Fear and Loathing on Wall Street

September 17, 2007 (LPAC)--Quarterly reports from Lehman Brothers and Morgan Stanley are due on Tuesday, Goldman Sachs and Bear Stearns on the 20th. The tea leaf readers are already nervous. Goldman Sachs' numbers will look great, they say, up 33%, but that is only because of a sale of Horizon Wind Energy "power" company. Their #1 fund lost 22% last month, and they are looking at $1.6 billion in investor withdrawal claims, which could sink some funds completely. BS (Bear Stearns) is expected to report 41% drop in earnings, MS an 11% drop, and Lehman Brothers is likely to be down 5.1%. Asset-backed earnings were down 36% overall, and LBOs, which had generated $8.4B in the first half of the year, collapsed completely in August. This is all from a survey of analysts done by Bloomberg.

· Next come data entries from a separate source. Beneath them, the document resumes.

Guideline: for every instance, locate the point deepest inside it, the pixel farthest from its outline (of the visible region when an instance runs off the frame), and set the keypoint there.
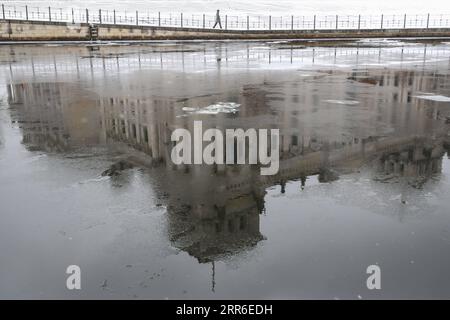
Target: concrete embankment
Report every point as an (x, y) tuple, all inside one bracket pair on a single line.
[(19, 30)]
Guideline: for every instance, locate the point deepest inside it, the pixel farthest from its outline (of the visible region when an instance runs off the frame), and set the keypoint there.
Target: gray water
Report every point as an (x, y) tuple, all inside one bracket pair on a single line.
[(364, 176)]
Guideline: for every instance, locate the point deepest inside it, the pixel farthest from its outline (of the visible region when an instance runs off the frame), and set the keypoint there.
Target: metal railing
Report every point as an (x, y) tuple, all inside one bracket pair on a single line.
[(229, 22)]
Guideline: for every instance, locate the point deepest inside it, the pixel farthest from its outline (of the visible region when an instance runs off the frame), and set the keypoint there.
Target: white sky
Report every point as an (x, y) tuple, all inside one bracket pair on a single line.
[(263, 7)]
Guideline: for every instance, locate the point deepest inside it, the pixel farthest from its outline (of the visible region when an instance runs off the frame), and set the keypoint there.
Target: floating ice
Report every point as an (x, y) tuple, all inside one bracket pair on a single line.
[(346, 102), (219, 107), (434, 98)]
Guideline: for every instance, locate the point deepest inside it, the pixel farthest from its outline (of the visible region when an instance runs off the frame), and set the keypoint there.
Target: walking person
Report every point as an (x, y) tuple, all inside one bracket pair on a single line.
[(217, 20)]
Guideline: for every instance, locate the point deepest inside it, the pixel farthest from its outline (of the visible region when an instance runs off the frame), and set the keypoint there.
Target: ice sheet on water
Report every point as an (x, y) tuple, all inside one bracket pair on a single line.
[(439, 98), (384, 42), (345, 102), (219, 107)]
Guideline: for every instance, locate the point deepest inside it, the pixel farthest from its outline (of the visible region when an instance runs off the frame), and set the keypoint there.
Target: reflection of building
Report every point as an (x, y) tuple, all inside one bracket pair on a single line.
[(53, 117), (422, 158), (214, 211)]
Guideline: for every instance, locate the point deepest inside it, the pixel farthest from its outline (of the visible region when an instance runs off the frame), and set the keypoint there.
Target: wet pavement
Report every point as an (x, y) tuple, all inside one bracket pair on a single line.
[(86, 176)]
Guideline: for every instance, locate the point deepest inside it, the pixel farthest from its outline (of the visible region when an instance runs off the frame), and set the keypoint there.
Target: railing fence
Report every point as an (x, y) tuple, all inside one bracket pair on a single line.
[(229, 22)]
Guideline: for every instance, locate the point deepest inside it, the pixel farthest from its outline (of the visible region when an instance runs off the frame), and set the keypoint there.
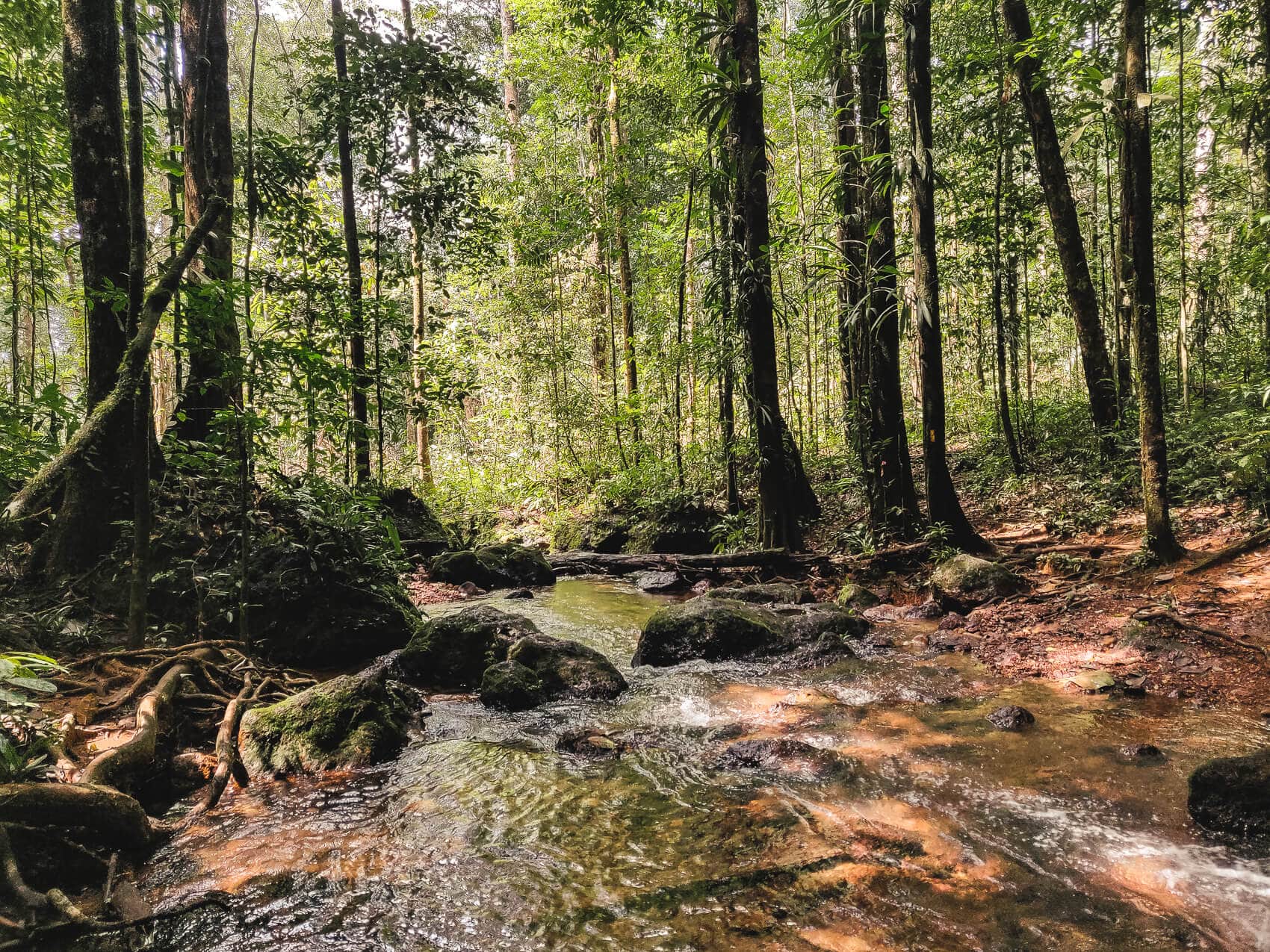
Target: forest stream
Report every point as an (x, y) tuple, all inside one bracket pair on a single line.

Of particular concern are the figures for leveraged buy-out leader Lehman. If the analysts are right (and their track record is not that great here), it could be their worst year-on-year earnings decline for Lehman since the second quarter of 2005. Lehman has fallen 24% so far this year, which would be the firm's steepest drop since it went public in 1994. Goldman has fallen 4.4%, the biggest decline since 2002, and Morgan Stanley is down 2.2%. When Goldman's fluke increase is excluded, "it becomes the biggest drop since the fourth quarter of 2001," according to Bloomberg.